10th Parliament· 154 sittings on record · 30,475 speeches · latest 10 June 2026

The Hon. Mujibur Rahman

Samagi Jana Balawegaya· Colombo· 25 February 2025 ·Debate: Second Reading Debate: Appropriation Bill 2025 (Continuation Day 7)

Public FinanceCorruption & Governance ReformEmployment
AI summary generated by gpt-5.5

Mujibur Rahman argued that successive governments, despite criticizing the open market economy introduced in 1977, continued or expanded privatization and market-oriented policies, citing the Chandrika Kumaratunga and Mahinda Rajapaksa administrations as examples. He questioned the NPP Government’s claim of pursuing “economic democracy” or a new economic direction while remaining within the IMF programme and following advice from the Central Bank, Treasury and IMF. He also challenged the Government on whether it consulted the public or farmers’ organizations in preparing the Budget and setting the paddy price at Rs. 120 per kilo.

Verbatim record (translated)

Machine-translated from Sinhala / Tamil / English

¶ 01 Hon. Deputy Speaker, during the Second Reading debate on the first Budget of the National People’s Power Government—call it NPP or JVP Government—points were made from both the Government and the Opposition. One thing we all accept is that with J.R. Jayewardene’s 1977 victory our country transformed into an open market economy. There have been many debates about that transformation—there were positives and negatives—and we have discussed them for years.

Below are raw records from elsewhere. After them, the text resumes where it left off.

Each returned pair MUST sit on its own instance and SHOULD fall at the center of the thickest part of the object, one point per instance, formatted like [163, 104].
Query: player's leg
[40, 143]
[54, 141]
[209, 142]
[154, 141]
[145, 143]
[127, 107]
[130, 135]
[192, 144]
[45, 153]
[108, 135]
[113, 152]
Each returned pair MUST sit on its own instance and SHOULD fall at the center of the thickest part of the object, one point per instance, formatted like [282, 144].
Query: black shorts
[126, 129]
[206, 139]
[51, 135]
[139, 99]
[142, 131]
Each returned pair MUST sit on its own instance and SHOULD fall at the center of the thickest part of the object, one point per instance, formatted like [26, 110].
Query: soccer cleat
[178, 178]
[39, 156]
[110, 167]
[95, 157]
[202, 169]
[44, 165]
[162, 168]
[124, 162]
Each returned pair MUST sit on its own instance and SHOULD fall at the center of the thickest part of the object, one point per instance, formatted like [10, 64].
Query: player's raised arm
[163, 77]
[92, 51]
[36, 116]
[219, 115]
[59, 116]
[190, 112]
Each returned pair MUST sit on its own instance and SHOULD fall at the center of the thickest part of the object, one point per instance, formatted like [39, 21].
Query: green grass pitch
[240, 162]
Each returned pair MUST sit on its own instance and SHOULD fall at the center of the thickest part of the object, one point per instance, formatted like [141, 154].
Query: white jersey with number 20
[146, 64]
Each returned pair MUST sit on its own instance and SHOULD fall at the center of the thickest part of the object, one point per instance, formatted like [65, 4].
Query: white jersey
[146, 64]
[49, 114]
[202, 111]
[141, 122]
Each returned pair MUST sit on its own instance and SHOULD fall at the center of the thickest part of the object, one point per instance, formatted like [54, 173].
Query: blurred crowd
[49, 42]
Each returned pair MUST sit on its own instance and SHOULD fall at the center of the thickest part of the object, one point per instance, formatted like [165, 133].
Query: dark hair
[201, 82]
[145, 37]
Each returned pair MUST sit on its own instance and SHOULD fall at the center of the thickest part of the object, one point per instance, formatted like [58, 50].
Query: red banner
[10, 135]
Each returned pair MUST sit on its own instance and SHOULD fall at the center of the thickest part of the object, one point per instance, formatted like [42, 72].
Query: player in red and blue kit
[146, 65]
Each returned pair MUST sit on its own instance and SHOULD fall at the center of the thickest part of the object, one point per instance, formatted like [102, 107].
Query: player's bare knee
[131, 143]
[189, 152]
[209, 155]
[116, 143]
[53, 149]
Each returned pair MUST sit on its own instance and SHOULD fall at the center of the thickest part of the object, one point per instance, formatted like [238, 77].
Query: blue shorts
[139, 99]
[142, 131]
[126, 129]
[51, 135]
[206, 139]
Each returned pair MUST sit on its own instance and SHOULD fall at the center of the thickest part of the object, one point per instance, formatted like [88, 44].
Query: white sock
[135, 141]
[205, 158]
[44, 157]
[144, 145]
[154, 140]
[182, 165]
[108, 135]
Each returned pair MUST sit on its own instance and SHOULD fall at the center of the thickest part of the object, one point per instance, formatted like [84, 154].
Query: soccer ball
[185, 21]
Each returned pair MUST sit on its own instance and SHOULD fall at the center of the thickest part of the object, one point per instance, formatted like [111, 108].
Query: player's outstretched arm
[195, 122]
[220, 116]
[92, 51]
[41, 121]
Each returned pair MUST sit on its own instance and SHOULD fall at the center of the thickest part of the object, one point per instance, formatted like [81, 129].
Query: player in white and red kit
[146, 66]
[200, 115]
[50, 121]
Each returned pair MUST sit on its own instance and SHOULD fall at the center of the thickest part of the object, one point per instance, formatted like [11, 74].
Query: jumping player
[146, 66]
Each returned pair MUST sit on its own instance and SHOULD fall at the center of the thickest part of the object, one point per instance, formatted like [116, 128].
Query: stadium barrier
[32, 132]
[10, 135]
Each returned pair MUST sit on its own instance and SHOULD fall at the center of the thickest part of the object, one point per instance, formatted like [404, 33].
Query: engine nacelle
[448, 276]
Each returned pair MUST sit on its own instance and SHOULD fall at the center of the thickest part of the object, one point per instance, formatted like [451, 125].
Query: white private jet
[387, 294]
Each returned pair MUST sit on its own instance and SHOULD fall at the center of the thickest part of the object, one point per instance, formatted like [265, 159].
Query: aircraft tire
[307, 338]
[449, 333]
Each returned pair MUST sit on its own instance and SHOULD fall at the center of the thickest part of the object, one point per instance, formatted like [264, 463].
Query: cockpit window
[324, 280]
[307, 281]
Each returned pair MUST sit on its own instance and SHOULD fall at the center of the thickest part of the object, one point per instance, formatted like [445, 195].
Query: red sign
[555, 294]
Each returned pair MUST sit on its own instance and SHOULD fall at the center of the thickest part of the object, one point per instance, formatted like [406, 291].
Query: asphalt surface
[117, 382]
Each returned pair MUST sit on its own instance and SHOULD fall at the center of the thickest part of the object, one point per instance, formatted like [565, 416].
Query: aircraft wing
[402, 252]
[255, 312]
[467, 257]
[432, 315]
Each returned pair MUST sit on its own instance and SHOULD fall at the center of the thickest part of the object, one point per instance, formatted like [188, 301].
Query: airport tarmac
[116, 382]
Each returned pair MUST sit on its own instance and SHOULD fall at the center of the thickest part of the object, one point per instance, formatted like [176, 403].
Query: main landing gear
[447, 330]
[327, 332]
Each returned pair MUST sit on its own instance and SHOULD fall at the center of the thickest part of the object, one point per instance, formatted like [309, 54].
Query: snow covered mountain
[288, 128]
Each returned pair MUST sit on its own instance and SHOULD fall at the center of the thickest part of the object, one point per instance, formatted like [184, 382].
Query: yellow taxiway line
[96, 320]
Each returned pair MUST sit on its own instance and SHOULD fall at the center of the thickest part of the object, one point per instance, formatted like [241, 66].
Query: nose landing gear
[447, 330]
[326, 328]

¶ 02 From 1977 to 1994, under Presidents J.R. Jayewardene and Ranasinghe Premadasa, for 17 years we moved in the direction of the open economy—before even our neighbors like India had done so. They came to it later.

¶ 03 Then, when Chandrika came to power in 1994, she said she would build a “human face” for the open economy. With her were the LSSP and Communist Party—your own traditional allies. That coalition formed the People’s Alliance Government in 1994. They said they would give a human face and strengthen domestic industry and stop privatization. What happened? The UNP had privatized 43 State institutions over 17 years. Chandrika’s Government privatized 53 institutions in just two years, to build a feudal power structure. Though they accused the UNP of selling everything, the UNP did 43 in 17 years; Chandrika did 53 in two.

¶ 04 Then came Mahinda Rajapaksa in 2005 with “Mahinda Chinthana.” Your people were on that committee writing it, and you gave huge support. You said you would develop domestic industry and stop privatization. But in the end, land belonging to Army Headquarters was given on long lease to Shangri-La; 500 acres of sea off Galle Face were written to China. Those who came to protect national resources did that. Only after the Yahapalana Government came in 2015 did we try—very difficultly—to reverse some of that.

¶ 05 In 2019, Gotabaya Rajapaksa came promising a country for all of us to live in. In the end, we had no country to live in. Now you are stuck in a family feud—you won’t even send the letter to let him go, while they say they are ready to go.

¶ 06 You came to power in 2024 with various claims. I heard Minister Lal Kantha say, “We are not neo-liberals. We will operate a State-participatory economy.” Others said, “We have not abandoned socialism.” The NPP says, “We will also go with the IMF.” You say you will not leave the IMF. Minister Lal Kantha says your guiding principle is “economic democracy,” and therefore there are no “elephant friends” (cronies) to consider. He says those aren’t in the economy now; you have removed them.

¶ 07 This morning the Prime Minister said the economy will be taken in a new direction. But Central Bank Governor Nandalal Weerasinghe said the direction has not changed. So, do not read us fairy tales. The model since 1977 remains. You can tinker with technical items, but the core principle—the market economy—remains, and you have not changed even an inch.

¶ 08 What is economic democracy? Democracy means asking the people. From whom did you ask when preparing this Budget? As far as we know, it was prepared asking Nandalal, Mahinda Siriwardana, and the IMF’s Peter Breuer. You decided the paddy price at Rs. 120 per kilo. Did you ask the farmers’ unions? No.

Provenance

Source
Hansard, Tuesday, 25 February 2025 ·No. 1741258607035810 ·English daily/uncorrected Hansard
Page · column
not yet extracted — page/column anchors are not in the current dataset; the source PDF is the citable location.